O tombamento do SRBM convém ser maximizado, isto é, aplicado não só aos elementos que lá se encontram e que fatalmente desaparecerão a longo prazo no processo sucessivo, mas também à sua qualidade experimental geradora de conhecimento. Desconsiderá-la equivale a não enxergar o grande valor, aquele que mais benefícios pode trazer à cultura e que, sem dúvida, foi o motivo explícito da doação do Sítio à Fundação próMemória, hoje Instituto do Patrimônio Histórico e Artístico Nacional.

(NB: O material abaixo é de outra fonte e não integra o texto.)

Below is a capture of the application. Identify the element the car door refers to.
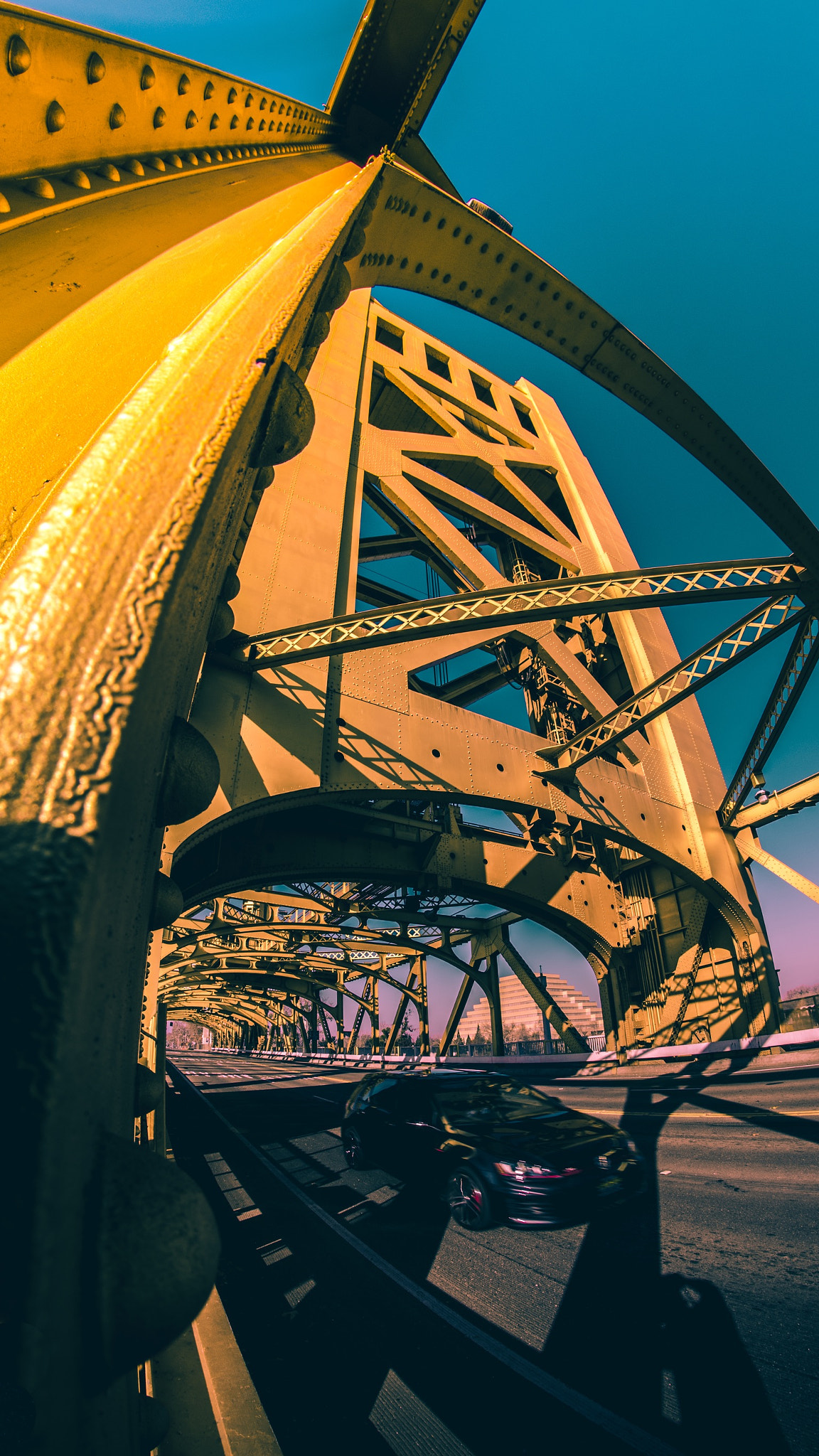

RBM sofria ao imaginar seu trabalho mais importante ameaçado quando ele partisse e receava que sua mensagem não fosse captada. Embora pareça absurdo, por óbvio, que se diga isso, seus motivos para doação do Sítio não foram egoístas. Não devemos, portanto, tentar “recompensá-lo” como se o fossem. Arrebatado por sua missão, ele tinha algo de útil e de urgente para legar, comunicar, transmitir, algo mais valioso do que um terreno com uma coleção de plantas: uma contribuição para a cultura mundial – a capacidade de descobrir e de usar a flora adequada ao paisagismo, o que, em última análise, traduz-se na ciência de interagir com o ambiente. Diante disso, não convém assumir um conservadorismo carregado de inércia, mais fácil e menos comprometido. Manter folcloricamente, perante estudiosos de paisagismo do mundo todo, os restos mortais de experiências que não deram certo é semelhante à atitude de pais que impingem como obras primas quaisquer rabiscos dos filhos. Tal forma de proceder, muito comum atualmente, talvez até seja aceitável em relação à arte indígena ou primitiva, porém o trabalho desencadeado por RBM é, mais do que um produto, um fator e não apenas nos favorece, mas, com mais força, nos integra num movimento universal de desenvolvimento da cultura. Imaginar que ele doou seu Sítio só porque estivesse querendo ser imortalizado não é a melhor interpretação de que somos capazes. Agir em decorrência de (e para atender a) tal imperfeito juízo, buscando criar um parque temático do artista, ou templo de culto a sua personalidade, ao custo de estancar os processos que ele com clarividência instituiu e verdadeira obsessão fez funcionar, tampouco é a melhor homenagem devida a Roberto Burle Marx.
Nos sombrais do Sítio há inúmeras espécies, desentranhadas de regiões longínquas, ainda aguardando utilização.